The expectation game, by András Szántó in Brooklyn


Have you ever wondered if the success of today’s visual art mega-events depends less on their content than on the expectations surrounding them? The Venice Biennial and Art Basel’s 40th edition are a case in point.

Venice is a classic example of an event that art insiders love to hate. Every two years, a superstar curator is asked to prepare a vast exhibition in a difficult and historically charged venue, with limited resources, a ridiculous timeline, Italian ineptitude, and a spaghetti bowl of national pride, politics, and pavilion positioning thrown into the mix. Then the art crowd descends and, between bouts of champagne drinking and Vaporetto riding, it delivers a categorical judgment—usually negative. The pop psychologist in me believes that some folks have so much fun in Venice that they have to declare the Biennial a failure and a bore. This is partly intended to make their expense-account journey look more like a hard-working professional chore than the sybaritic fun ride it is. (You may discern a note of envy: I wasn’t there.) After this year’s opening, the commentariat appeared to be speaking from the same talking points. The line was that while the last Biennial was awful, this one—organized by art-world wunderkind Daniel Birnbaum, who is undoubtedly one of the smartest young figures on the scene—was banal and flat. Really?

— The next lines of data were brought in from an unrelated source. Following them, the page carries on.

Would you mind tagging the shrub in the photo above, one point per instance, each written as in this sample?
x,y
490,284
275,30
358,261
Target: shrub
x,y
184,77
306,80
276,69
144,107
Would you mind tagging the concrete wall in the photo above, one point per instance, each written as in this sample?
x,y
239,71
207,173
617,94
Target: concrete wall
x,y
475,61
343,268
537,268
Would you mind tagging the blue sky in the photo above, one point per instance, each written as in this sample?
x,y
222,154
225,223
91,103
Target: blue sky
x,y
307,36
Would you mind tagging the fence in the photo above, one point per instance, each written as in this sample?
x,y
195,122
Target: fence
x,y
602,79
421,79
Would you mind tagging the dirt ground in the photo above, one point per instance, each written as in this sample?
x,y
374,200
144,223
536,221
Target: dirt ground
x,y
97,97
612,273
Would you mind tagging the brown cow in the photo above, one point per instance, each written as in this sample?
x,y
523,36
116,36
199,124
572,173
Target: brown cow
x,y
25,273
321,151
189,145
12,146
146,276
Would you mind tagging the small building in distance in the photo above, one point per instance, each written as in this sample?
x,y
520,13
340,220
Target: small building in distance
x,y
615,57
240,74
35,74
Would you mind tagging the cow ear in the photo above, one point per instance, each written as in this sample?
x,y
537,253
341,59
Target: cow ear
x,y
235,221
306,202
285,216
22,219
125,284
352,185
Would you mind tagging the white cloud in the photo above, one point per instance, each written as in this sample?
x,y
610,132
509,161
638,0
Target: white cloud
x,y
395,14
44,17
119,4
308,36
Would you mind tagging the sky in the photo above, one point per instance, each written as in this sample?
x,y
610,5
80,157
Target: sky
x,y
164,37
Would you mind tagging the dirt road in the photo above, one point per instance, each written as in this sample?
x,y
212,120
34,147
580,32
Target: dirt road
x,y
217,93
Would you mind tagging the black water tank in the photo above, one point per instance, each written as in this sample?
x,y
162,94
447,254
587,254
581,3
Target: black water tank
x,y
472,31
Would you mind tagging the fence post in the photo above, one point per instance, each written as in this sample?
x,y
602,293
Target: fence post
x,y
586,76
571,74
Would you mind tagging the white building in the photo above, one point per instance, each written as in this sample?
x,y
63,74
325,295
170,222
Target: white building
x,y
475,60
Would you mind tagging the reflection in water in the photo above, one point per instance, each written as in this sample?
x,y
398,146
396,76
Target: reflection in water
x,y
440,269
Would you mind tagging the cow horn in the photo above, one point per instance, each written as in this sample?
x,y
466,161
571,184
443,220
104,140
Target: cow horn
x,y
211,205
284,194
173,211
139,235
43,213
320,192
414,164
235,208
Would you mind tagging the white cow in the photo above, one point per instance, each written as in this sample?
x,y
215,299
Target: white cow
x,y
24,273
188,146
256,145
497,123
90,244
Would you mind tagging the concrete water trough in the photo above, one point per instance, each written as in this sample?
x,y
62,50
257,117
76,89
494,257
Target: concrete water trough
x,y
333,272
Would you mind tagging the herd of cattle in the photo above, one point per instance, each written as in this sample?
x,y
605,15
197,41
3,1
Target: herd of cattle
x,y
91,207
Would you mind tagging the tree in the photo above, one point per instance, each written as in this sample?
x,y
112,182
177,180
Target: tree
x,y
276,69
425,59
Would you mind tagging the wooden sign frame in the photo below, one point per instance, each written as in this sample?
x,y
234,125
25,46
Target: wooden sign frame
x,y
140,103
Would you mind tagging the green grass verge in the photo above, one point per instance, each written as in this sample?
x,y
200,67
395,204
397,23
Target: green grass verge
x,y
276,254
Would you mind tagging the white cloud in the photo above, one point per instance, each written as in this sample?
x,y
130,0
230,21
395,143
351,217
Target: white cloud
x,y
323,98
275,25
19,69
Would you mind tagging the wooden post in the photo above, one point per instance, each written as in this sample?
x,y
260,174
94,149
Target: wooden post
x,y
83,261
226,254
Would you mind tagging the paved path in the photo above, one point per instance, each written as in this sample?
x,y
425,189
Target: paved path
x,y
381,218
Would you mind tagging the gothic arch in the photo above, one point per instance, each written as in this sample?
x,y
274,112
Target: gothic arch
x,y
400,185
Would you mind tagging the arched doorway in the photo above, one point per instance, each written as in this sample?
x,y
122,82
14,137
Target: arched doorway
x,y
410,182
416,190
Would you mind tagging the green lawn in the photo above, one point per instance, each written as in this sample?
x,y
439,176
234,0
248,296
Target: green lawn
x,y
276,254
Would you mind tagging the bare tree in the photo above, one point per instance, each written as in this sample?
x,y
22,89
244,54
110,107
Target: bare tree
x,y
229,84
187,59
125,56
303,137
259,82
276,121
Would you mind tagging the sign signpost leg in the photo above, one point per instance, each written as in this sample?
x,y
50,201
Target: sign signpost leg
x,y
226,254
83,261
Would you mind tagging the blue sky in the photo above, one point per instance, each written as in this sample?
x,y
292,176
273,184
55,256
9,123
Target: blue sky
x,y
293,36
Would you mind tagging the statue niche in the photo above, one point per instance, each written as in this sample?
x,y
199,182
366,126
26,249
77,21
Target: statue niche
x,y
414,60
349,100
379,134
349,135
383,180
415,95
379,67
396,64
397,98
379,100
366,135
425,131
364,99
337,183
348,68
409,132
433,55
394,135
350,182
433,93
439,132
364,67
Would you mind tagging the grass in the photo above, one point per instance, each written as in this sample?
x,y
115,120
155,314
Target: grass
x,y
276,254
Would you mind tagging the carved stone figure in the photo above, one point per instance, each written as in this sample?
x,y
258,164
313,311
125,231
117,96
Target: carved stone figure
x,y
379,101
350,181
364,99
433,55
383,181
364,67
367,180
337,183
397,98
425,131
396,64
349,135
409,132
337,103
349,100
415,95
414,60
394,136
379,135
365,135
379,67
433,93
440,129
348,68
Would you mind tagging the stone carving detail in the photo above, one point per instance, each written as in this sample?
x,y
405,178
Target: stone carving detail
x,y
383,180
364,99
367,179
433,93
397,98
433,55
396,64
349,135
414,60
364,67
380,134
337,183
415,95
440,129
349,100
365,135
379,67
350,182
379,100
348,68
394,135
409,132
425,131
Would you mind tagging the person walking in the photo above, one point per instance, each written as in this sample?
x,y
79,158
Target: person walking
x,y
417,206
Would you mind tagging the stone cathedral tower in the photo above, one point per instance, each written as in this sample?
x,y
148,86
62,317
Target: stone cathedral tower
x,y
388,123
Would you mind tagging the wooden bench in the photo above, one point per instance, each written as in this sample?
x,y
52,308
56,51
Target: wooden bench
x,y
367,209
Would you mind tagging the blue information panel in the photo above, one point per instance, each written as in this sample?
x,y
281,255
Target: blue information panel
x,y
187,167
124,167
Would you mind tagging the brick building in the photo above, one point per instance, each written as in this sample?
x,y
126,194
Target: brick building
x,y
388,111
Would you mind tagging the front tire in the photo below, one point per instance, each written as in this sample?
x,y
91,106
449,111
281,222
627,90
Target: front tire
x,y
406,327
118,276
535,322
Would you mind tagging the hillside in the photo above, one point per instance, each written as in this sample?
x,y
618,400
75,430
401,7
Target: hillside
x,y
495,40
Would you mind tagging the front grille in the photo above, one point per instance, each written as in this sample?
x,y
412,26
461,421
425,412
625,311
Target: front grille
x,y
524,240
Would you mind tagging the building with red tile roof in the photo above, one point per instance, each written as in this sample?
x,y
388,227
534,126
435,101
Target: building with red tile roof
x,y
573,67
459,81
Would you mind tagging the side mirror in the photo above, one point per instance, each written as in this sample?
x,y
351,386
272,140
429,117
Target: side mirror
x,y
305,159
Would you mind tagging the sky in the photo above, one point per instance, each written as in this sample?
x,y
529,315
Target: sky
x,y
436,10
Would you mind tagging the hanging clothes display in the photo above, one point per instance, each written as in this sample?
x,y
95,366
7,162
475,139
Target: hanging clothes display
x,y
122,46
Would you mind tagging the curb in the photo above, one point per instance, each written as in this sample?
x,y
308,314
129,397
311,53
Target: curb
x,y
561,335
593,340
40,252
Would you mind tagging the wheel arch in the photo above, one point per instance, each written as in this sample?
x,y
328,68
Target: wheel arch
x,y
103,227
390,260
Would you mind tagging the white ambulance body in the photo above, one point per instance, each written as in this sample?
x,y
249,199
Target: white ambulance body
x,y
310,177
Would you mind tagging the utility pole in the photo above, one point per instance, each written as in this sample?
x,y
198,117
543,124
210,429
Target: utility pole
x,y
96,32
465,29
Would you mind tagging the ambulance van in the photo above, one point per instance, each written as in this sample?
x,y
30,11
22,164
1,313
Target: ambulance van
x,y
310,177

Contrast with Basel. It’s a trite metaphor, but the world’s leading art fair, which occupies the same space as Baselworld, the epic watch fair, really does run like clockwork. (Disclosure: ArtworldSalon co-founder Marc Spiegler and his colleagues deserve much of the credit for this). This year as every other year, Basel was a disembarkation point for collectors and museum honchos arriving from Venice. Profound and justifiable art market anxiety preceded the fair. Even so, nothing hinted at any malaise or uncertainty on the surface. It is a very Swiss thing to never let trouble show, so it didn’t. An astonishing exhibition-cum-performance extravaganza, Il Tempo Del Postino, added a special layer of excitement and significance. But what made Art Basel so different from Venice was the talk surrounding it. The common line here was, “We were hoping for the worst, and we came away happy.” With dealers running out of inventory by the third day, Basel was declared a triumph, a turning point, a milestone to recovery.

In reality, all global events have their strong points and weak points, their relative successes and failures. Their scale and complexity, the sheer quantity of artworks and people involved renders blanket judgments meaningless. Nonetheless, the art world longs for a simple verdict, like a bloodthirsty crowd in a gladiator arena. The best advice for mega-event organizers, it seems, would be to keep expectations on the muted side. Everyone likes a surprise, especially a good one.